Low power consumption.
One of the biggest benefits of underfloor heating is that it can be much more energy efficient than typical traditional radiators.
This is because the heat is evenly distributed throughout the room, making the floor itself what is called a “radiant heater”. This way the heater does not need to be on for a long time before the whole room reaches the desired temperature, saving energy.
Radiators only heat the areas they are in, resulting in uneven temperatures and multiple cold spots in the room.
As underfloor heaters are spread across the entire floor surface, they will maintain a balanced temperature and leave no cold spots without heat.
Additionally, radiators need to reach a much higher temperature to heat a room than their underfloor heating counterparts and use a lot more energy in the process.
More space in your home.
The most obvious advantage of underfloor heating is that you won’t need a visible radiator.
Although we have become accustomed to their presence in the house, radiators can be uncomfortable, especially if the room is smaller.
With underfloor heating, the walls are free to do what you want with them.
Radiators do the bare minimum when it comes to heating your home. That’s not to say they’re not a viable option, but when it comes to efficiency and comfort, underfloor heating systems are a cut above their older counterparts. For example, if your living room has a heater located right next to your sofa, it can quickly become quite uncomfortable.
Indeed, the heat is localized in an area and becomes much hotter than the temperature of an underfloor heating. So, instead of getting an evenly heated room, you get too hot and much of the space too cold. Additionally, heaters can dry out the air and make health problems like asthma worse.
Little or no maintenance.
Floor standing radiators require very little maintenance because, once the initial installation is complete, virtually no further maintenance is required.
In the case of electric floor heaters, maintenance is infrequent, although water systems do require an occasional check to make sure everything is working properly.
This makes them much better than boilers or electric alternatives, as these older appliances can suffer multiple failures or malfunctions throughout their lifespan.
Conventional radiators generally rely on a single thermostat that adjusts the temperature in each room of the house, but underfloor heating systems can be much more specific.
They work through software that can regulate the heat in each room. This avoids wasting energy, as unused parts do not need to be heated, and it also saves you a little money. This also allows for greater convenience, as the control software can even be used with a smartphone or tablet.
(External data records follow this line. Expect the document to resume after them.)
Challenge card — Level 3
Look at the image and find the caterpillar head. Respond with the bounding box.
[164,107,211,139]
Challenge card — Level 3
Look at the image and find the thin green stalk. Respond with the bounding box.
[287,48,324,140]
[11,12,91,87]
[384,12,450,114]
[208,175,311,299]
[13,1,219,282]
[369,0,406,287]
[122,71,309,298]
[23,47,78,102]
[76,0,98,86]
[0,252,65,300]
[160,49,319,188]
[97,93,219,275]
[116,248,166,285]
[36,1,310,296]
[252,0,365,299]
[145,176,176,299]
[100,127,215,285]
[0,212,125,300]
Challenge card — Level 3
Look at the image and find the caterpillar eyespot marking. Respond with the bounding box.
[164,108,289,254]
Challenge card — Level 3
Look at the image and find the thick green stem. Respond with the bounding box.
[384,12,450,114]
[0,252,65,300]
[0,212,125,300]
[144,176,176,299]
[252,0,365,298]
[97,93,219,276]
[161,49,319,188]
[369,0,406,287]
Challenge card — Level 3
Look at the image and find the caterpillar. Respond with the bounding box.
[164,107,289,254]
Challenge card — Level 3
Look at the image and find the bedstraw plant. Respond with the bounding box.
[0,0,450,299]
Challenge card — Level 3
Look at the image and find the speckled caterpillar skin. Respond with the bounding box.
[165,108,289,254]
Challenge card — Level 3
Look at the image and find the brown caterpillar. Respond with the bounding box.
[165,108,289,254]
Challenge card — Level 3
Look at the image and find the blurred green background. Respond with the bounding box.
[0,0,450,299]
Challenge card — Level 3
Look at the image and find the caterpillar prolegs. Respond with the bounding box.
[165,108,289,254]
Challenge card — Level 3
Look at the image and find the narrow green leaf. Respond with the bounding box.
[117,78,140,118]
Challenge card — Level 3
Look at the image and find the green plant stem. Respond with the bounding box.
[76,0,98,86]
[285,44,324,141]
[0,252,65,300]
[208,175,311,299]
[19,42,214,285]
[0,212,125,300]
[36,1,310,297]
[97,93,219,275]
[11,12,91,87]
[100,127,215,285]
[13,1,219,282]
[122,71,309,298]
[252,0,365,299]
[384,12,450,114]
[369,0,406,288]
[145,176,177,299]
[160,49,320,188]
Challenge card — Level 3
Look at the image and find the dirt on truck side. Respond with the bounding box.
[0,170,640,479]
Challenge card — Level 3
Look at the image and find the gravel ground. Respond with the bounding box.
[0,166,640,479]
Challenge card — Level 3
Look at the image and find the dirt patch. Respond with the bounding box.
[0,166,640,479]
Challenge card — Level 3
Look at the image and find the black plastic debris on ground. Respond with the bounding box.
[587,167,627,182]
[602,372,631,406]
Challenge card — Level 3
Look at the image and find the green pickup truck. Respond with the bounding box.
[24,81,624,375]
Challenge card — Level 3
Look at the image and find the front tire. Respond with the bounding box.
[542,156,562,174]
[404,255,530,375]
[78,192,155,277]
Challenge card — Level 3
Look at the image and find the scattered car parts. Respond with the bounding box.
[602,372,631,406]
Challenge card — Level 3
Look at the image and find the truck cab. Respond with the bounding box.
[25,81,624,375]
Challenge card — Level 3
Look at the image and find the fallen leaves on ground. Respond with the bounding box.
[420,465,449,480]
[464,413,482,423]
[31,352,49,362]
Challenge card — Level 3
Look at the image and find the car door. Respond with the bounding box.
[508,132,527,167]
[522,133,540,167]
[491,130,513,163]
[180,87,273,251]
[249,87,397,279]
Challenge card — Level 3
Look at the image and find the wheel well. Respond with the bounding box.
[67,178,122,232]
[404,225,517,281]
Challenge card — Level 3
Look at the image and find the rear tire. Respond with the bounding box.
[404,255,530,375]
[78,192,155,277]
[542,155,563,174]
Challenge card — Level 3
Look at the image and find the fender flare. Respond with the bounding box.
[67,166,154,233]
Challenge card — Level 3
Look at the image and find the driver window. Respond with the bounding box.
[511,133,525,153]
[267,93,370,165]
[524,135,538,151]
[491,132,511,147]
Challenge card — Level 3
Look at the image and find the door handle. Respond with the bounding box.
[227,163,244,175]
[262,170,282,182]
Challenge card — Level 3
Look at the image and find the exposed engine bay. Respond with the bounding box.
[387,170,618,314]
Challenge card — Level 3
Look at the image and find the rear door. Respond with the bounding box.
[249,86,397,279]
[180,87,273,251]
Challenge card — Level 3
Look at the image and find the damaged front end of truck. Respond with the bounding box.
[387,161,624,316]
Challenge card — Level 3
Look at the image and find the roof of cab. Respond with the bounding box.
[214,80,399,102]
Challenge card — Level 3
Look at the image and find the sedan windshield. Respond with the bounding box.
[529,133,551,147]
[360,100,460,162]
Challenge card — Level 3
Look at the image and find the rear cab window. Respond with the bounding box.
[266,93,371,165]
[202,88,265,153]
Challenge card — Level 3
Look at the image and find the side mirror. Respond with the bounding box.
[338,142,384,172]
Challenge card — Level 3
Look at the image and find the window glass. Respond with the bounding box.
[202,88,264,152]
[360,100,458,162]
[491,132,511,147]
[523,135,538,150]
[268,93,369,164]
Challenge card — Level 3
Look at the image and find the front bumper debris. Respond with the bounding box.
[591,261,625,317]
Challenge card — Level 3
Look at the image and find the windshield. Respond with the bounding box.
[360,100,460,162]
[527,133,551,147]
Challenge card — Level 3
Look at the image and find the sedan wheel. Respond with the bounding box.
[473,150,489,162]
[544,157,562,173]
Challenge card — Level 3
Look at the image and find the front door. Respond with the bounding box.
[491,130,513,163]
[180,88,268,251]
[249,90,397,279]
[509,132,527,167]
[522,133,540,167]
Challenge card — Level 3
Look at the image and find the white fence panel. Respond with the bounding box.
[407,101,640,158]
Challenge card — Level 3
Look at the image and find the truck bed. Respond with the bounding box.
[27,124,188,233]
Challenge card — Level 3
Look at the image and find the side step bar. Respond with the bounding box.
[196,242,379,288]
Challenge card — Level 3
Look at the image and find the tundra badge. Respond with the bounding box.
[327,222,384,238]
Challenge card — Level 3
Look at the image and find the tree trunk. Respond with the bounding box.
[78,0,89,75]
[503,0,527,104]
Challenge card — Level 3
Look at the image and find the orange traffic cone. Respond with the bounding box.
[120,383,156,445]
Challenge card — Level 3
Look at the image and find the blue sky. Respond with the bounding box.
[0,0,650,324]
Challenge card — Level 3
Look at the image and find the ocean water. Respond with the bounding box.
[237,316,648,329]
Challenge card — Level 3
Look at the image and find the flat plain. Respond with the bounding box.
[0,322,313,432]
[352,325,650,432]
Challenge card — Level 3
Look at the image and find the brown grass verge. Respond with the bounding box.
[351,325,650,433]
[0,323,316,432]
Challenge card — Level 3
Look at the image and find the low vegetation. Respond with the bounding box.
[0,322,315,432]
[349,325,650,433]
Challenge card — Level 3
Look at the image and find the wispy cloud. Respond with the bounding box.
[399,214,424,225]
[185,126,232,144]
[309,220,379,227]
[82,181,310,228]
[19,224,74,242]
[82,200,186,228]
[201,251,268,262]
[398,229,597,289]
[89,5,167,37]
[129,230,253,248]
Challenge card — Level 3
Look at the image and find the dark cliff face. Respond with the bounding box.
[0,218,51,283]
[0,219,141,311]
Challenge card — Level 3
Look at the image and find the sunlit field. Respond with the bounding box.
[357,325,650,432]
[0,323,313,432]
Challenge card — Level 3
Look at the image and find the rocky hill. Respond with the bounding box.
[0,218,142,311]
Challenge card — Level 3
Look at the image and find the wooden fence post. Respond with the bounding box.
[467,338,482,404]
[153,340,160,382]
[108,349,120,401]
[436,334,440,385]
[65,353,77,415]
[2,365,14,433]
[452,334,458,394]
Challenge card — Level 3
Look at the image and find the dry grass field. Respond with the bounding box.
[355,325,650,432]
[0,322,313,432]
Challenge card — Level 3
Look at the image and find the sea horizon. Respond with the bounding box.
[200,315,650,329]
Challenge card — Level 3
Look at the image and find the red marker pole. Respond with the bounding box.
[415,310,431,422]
The system works with hot water at low temperature (35°C). Also works with aerothermal and geothermal, that is, it is designed to work with low temperature equipment.
Disadvantages of underfloor heating
Sometimes the water that is sent to the ground can have a very high temperature, which can cause discomfort in the feet.
It is an installation that is not accessible to everyone. It’s usually expensive and it requires that the property be new, given the inconvenience it generates if the building needs renovation.
- Cost – The initial cost can be considerable and the installation of the system can cause a lot of disruption in your home. In older buildings, creating the right conditions below ground can also be costly.
- Time – Underfloor heating takes longer to turn on than a radiator, so you need to use a timer to predict when you want heat in certain rooms.
- Furniture – It cannot be used under certain furniture or accessories, which limits the organization of the house. Large and heavy items may need to disappear completely.
- Installation – If you opt for a water system, you will have to pay a professional to install it. On the other hand, smaller systems may not heat the room enough and require heaters anyway.